A survey of this week’s Associated Press poll showed that five of the nation’s top 25 teams have coaches who call their own offensive plays: Jimbo Fisher for No. 8 Florida State, Steve Spurrier for No. 12 South Carolina, Steve Sarkisian for No. 17 Washington, Hugh Freeze for No. 21 Mississippi and Kliff Kingsbury for No. 25 Texas Tech.
Kingsbury, 34, has not yet finished his first month as a first-year head coach after coming over from Texas A&M.; He said the early transition to head coach/play caller has been smooth.
“I have a defensive coordinator I completely trust,” he said. “I would say I’m more in tune to what’s going on. Instead of going over to my quarterback while my defense is out there I’m paying attention to that now, but not much else has changed.”
Some top coaches don’t call offensive plays because their expertise is defense. That group includes Alabama’s Nick Saban, Florida’s Will Muschamp, Northwestern’s Pat Fitzgerald, Arizona State’s Todd Graham, Oklahoma’s Bob Stoops and Louisville’s Charlie Strong.
Stanford’s David Shaw and his staff have a nebulous play-calling-by-committee approach.
Barry Switzer, who won three national titles at Oklahoma, said there’s a good reason head coaches should not call the offensive plays.
“You’ve got the worst seat in the house,” Switzer said. “I would never call plays from the sideline. No way I could. You don’t know where the ball is. You need someone upstairs to tell you it’s third and two.”
Switzer had a simple game plan when his teams ran the wishbone. “If it was second-and-five and my offensive coordinator called pass I’d have fired him,” he said.
For others, it can be hard to kick the play-calling habit.
Tedford tried to give it up when he was head coach at California but kept having relapses. Even South Carolina’s Spurrier, maybe the best play-caller of his generation, decided a few years ago he needed to quit. Spurrier thought he was spreading himself too thin. He delegated play calling to his son, Steve Spurrier Jr., but that didn’t last long and “The Old Ball Coach” is back calling all shots again for the Gamecocks.
Baylor Coach Art Briles is one of the brilliant offensive minds in coaching. His Bears have scored 19 touchdowns in two games this season and lead the nation with a 69.5 points-per-game average. Yet even Briles has turned over most of the play calling to coordinator Philip Montgomery.

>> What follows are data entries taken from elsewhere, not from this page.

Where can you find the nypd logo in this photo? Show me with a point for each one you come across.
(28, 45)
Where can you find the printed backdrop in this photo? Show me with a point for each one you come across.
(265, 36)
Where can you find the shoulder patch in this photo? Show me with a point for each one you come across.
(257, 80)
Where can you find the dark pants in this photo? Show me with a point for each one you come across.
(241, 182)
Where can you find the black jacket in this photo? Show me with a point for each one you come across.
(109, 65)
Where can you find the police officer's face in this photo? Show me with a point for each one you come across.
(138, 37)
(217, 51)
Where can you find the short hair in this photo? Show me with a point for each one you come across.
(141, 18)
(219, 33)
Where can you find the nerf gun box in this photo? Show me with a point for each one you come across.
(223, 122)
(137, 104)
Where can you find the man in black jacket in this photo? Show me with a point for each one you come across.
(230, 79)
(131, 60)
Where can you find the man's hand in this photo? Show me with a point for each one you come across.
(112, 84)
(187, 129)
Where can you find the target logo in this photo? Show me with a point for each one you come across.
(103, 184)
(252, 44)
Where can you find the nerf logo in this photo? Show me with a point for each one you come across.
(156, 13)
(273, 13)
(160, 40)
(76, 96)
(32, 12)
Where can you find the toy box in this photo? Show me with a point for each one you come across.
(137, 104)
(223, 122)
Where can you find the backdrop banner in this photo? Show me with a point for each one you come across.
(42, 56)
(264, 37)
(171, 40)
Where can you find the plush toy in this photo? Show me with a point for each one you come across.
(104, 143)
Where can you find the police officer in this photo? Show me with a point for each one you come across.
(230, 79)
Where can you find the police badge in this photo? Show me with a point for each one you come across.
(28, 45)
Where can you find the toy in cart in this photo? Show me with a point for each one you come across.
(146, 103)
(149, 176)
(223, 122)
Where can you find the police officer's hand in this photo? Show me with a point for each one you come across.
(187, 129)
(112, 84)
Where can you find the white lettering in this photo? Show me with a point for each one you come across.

“I’ve really backed off here the last year or two,” Briles said. “I think it’s really helped me and it’s helped us as a football team. It’s allowed me to do more things.”
There are basically two camps: coaches who prefer the role as CEO and those Bellotti calls “the actively involved coordinator-head coach.”
Coaches such as Kiffin, Washington State’s Mike Leach, Arizona’s Rich Rodriguez and Washington’s Sarkisian — all from the Pac-12 Conference — fall into the “actively involved” category. Leach said he might stop if he ever got tired of it, but added, “There is no end in sight.”
Taking the play sheet from these guys is tantamount to yanking a lollipop from a kid’s mouth.
“Half the reason I coach is because I call plays,” Sarkisian said. “I got hired for a variety of reasons. One reason was my play calling. I’m not saying that in an arrogant way. Play calling is one of my strengths.”
Sarkisian didn’t seem to be paying enough attention to the other side two years ago when Washington’s defense ranked among the nation’s worst. The situation is much improved now with coordinator Justin Wilcox and the Huskies are ranked in the top 20 of both major polls.
Coaches who call plays can reach the highest levels. Spurrier won a national title at Florida in 1996 and Kelly almost won at Oregon in 2010. When Rodriguez was coach at West Virginia in 2007, he needed only to beat a lousy Pittsburgh team to advance to the BCS title game — but didn’t.
Only one BCS-era champion’s head coach has called the plays on his way to a title: Ohio State’s Jim Tressel in 2002.
It might be coincidence that head coaches who call their own plays have not won very many titles.
Or, as Bellotti suggests, it might just be harder.